Leaves cover art by Jason Elijah

Hold On

from Leaves

“Hold On” feels like a quiet argument between attachment and release. The song circles the human instinct to cling — to what hurts, to what is gone, to what was never really ours — and then keeps nudging toward surrender. Beneath its simplicity is something tender and hard-won: the possibility that letting go may be the first honest act of peace.

Lyrics

hold on to what you've got don't hold on to what you've got you just let it go just tell me no just hold on just hold on let it go hold on no, no, no, no... just hang out for a little while just hang out and nod and smile just hang around and take what you want and just go, go away just hang on to nothing at all just tell me oh, nothing about it I don't want to know just hang around and take what you need and then let go let go of me just let me be here alone

The tension inside this song is immediate: hold on, then don’t hold on, then let it go. It does not speak from settled wisdom. It speaks from the middle of the struggle itself — the place where longing and exhaustion overlap, where the self is still trying to decide whether attachment is devotion or damage.

What makes the song hit so deeply is its plainness. There is no ornate language protecting the feeling. The repetition becomes the psychology. It is the shape of resistance. This is what it sounds like when a person has reached the limit of emotional overextension and can no longer pretend that passive endurance is love. The phrases circle because the wound circles.

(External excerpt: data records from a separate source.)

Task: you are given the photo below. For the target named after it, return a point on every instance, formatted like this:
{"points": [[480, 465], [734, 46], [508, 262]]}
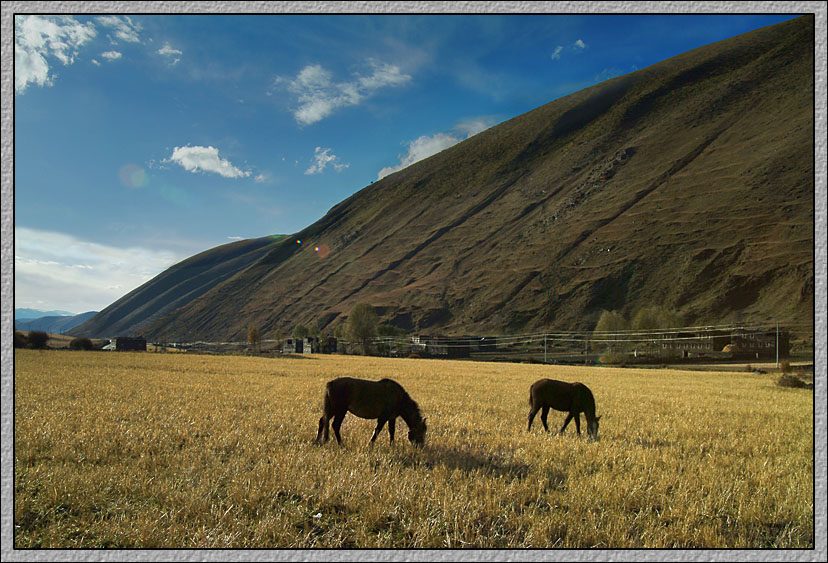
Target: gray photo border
{"points": [[6, 535]]}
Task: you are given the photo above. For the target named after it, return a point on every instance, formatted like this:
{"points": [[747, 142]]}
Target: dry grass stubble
{"points": [[153, 450]]}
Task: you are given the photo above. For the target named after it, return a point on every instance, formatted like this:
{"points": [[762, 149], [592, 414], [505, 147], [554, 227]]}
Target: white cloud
{"points": [[168, 51], [59, 271], [195, 159], [123, 28], [426, 146], [39, 37], [319, 96], [323, 157], [556, 54], [577, 46]]}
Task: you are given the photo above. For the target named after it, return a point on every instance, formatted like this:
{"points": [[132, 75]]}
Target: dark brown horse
{"points": [[573, 398], [383, 400]]}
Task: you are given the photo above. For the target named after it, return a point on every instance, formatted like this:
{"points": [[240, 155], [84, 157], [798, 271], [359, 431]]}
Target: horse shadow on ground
{"points": [[466, 460]]}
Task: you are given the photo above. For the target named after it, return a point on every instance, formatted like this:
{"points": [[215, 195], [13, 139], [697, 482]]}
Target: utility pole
{"points": [[777, 345]]}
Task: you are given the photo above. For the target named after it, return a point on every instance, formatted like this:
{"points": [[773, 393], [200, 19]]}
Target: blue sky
{"points": [[141, 140]]}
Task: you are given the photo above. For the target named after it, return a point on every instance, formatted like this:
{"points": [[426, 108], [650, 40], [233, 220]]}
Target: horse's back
{"points": [[560, 395], [365, 398]]}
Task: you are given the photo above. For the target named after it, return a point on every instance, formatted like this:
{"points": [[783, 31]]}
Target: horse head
{"points": [[416, 433]]}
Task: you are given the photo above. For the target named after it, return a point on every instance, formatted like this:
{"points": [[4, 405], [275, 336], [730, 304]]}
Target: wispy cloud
{"points": [[173, 55], [319, 95], [206, 159], [575, 47], [323, 157], [59, 271], [37, 38], [111, 55], [123, 28], [426, 146], [556, 54]]}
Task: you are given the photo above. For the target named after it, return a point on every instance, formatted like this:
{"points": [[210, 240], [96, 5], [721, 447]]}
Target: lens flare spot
{"points": [[322, 250], [133, 176]]}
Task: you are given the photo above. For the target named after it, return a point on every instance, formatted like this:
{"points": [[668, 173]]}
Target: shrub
{"points": [[20, 340], [362, 325], [793, 381], [81, 344], [38, 339]]}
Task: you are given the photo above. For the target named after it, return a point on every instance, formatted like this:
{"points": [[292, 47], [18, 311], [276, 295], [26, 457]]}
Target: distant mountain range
{"points": [[36, 314], [53, 324], [688, 184]]}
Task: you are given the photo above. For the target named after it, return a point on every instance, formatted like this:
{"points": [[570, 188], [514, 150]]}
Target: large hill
{"points": [[688, 184]]}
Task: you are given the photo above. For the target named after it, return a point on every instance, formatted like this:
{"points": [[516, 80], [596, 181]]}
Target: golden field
{"points": [[141, 450]]}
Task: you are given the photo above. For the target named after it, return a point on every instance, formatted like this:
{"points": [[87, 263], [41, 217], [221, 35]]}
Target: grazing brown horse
{"points": [[383, 400], [574, 398]]}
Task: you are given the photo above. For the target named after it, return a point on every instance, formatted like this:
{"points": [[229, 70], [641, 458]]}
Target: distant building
{"points": [[127, 343], [308, 345], [441, 346]]}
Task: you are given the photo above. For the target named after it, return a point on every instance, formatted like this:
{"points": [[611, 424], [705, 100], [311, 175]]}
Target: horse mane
{"points": [[411, 410]]}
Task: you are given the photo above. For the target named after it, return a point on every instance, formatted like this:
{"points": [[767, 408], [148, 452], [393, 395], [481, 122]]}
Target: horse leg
{"points": [[337, 422], [380, 423], [322, 434], [568, 418], [544, 414], [533, 410]]}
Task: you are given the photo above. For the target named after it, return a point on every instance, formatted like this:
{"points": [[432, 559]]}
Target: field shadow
{"points": [[466, 460]]}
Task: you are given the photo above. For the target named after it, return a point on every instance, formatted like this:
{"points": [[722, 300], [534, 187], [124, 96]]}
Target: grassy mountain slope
{"points": [[688, 184], [173, 288]]}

What gives the song its force is how clearly it understands emotional trespass. Someone lingers, takes, occupies space, and leaves behind the burden of their presence. The language is plain, but the psychology is sharp. This is what it feels like when endurance curdles into clarity. The soul realizes that patience has become permission, and something inside finally starts to say no.

There is a spiritual undertow here. To hang on to nothing at all sounds almost like a koan — a paradox that breaks the usual logic of possession. The self cannot become free by tightening its grip. It becomes free by surrendering the illusion that control can save it. In that sense, the song moves beyond heartbreak into something closer to release, even purification.

There is also a quiet social truth here. Sometimes people do not come to stay, to share, or to build. Sometimes they drift in, take comfort, take energy, take presence, and leave. In that light, the song becomes a boundary song — not harsh, but clear. The ache remains, but so does the refusal.

By the end, the most powerful line may be the simplest: just let me be / here alone. It sounds lonely at first, but it also sounds like reclamation. Not emptiness, but space returned to the self. The song leaves us with a hard, necessary wisdom: sometimes peace begins where clinging ends and we stop calling attachment love.